I really don't get the comment about GenX "scolding" anyone about selling out and somehow connecting that to bands and entertainment. In actuality, we don't and never did care whether entertainers made money or not, and nobody really cared about politics when we were young (and that was glorious).*
Maybe the contrast is that GenX people don't think that total record sales or number of downloads ON THEIR OWN makes something good, while later millennials really do bring up the popularity of artists or songs as an argument for why they are good. I vividly remember overhearing a student ranting about how stupid someone was for not liking Beyonce's "Lemonade" album and not saying a word about a single song, but actually talking about some world-record for the number of downloads. This was utterly bizarre to me, and maybe its another weird example of later millennials being so messed up that they're not just susceptible to groupthink but actually love it and long for the embrace of the "hive mind."

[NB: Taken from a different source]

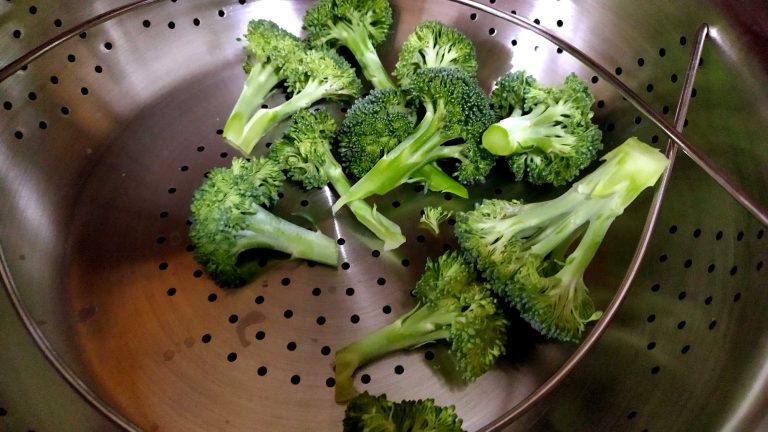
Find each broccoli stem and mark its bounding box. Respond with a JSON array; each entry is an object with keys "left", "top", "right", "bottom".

The "coming of age in 2008" tidbit might be the tell. If you were 18-22 in '08 then you were born '86-'90, and those are the millennials raised by Boomers: like Boomers, incredibly spoiled and, also like Boomers, in constant need of validation. It's funny but also a little sad how desperate these people are to be special in some way, even if that way of being special is so incredibly lame ("Well, at least we don't expect people to have integrity like we imagine you GenX people did.")

*I guess if Jello Biafra had licensed "Chemical Warfare" to Dupont, that would have been "selling out."

mccullough said...

I’ve been hearing Crazy Train by Ozzie Osbourne on an Applebee’s commercial lately.

I like Applebee’s food better than Ozzie’s music.

Not sure who the sellout is on that one.

Freeman Hunt said...

Today being a sellout is so popular that people will even do it without the payout. See: wannabe influencers. Regular people are turning themselves into brands, selling out for attention that may or may not ever materialize.

Prof. M. Drout said...

To clarify: There's nothing particularly pathetic about wanting to be special or in thinking that you're in some way special as an individual. That's just normal human natures, and most people are in some way special.
There IS something particularly pathetic about thinking that you're special BECAUSE OF THE GENERATION YOU WERE BORN INTO.
What would be funny about this if it weren't so sad is how desperately important generational membership is to so many Boomers and late Millennials, and yet how angry they get when someone criticizes something about their generation in general even when explicitly exempting the specific people in the conversation.
It's now become a thing for late Millennials to try to troll GenX by insisting that they're just so much more moral and so much more concerned and so much more 'anti-racist.' And they get froth-at-the-mouth furious when the response is not "No, we're totally more moral, concerned etc., etc." but "Who cares?"

Christopher B said...

In my earlier comment I didn't realize he was talking about Henry Rodgers fake think tank.

I think several folks have noted that con men aren't sellouts.